La Révolution est déjà commencée. Rien qu’en vivant tu es au centre d’un complot contre tous les ordres possibles.
Je te vois de toute évidence et depuis toujours placée pour m’attendre, plus importante que le sommeil, devant ma mort – une grande nuit d’écolières.
Le décor était bon, mais nos gestes fermés dans l’embuscade médiocre de l’Histoire, où marquent les morales et les maréchaux de France.
Nous sommes une fin du monde.
Gil cherchait jusqu’au Cap Nord la même impossible vie. Toutes les capitales se ressemblent, « des villes à l’aube derrière une fille seule dans la Salle des pas perdus ».
Serge est de nouveau en prison.
Voici Hervé qui revient d’un très long voyage à la station Michel-Ange Auteuil.
Toi, tu n’es qu’une petite fille qui a connu très vite les divertissements les plus dangereux des hommes.

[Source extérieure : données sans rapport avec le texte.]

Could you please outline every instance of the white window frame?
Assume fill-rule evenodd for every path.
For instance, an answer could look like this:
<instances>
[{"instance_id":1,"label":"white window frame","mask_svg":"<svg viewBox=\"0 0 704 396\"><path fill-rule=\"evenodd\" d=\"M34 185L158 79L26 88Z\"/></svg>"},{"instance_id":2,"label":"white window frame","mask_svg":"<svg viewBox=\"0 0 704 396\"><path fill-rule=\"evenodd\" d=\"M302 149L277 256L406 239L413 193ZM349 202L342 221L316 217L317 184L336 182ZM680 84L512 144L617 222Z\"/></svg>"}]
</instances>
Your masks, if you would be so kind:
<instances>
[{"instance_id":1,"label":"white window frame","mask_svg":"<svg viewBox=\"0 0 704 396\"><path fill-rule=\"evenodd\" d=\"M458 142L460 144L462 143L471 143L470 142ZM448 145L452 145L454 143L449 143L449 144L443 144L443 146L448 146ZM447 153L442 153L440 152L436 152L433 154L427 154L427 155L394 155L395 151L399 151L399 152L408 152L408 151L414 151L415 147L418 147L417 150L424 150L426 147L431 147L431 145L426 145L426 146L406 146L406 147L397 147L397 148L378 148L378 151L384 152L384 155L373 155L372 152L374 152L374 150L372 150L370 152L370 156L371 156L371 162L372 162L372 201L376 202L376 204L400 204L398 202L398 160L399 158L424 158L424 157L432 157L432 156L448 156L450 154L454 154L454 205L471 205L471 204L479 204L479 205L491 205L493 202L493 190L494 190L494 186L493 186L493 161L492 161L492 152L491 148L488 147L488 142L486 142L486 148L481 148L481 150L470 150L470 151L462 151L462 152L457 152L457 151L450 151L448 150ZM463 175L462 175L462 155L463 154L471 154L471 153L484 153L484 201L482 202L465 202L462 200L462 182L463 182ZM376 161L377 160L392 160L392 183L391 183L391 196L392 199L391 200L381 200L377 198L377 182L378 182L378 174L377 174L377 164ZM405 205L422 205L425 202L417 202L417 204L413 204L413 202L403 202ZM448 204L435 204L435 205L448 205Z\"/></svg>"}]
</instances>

Je sais bien dans quels bars tu as passé les nuits, et quelles pauvres banalités on t’a données comme des prestiges.
Quant’è bella giovinezza,
Che si fugge tuttavia !
Tu dors toujours en suçant ton pouce à dix-sept ans un quart, comme tu dis mais
« nous avons des corps de grandes personnes. C’est dommage ».
Nous avions cette pureté qui vaut d’aller vers tous les stupéfiants qu’on trouve.
Les arts se font arbitrairement. L’amour, qui serait à inventer, se fait arbitrairement.
Mais nous approchons d’un nouveau monde de sensations et d’actes où tout deviendrait important.
L’idée même de durée doit être détruite.
Délibérément au delà du jeu limité des formes, la beauté nouvelle sera DE SITUATION.
Tu témoignes, contre tous les policiers du temps perdu, que le plaisir était de ton âge.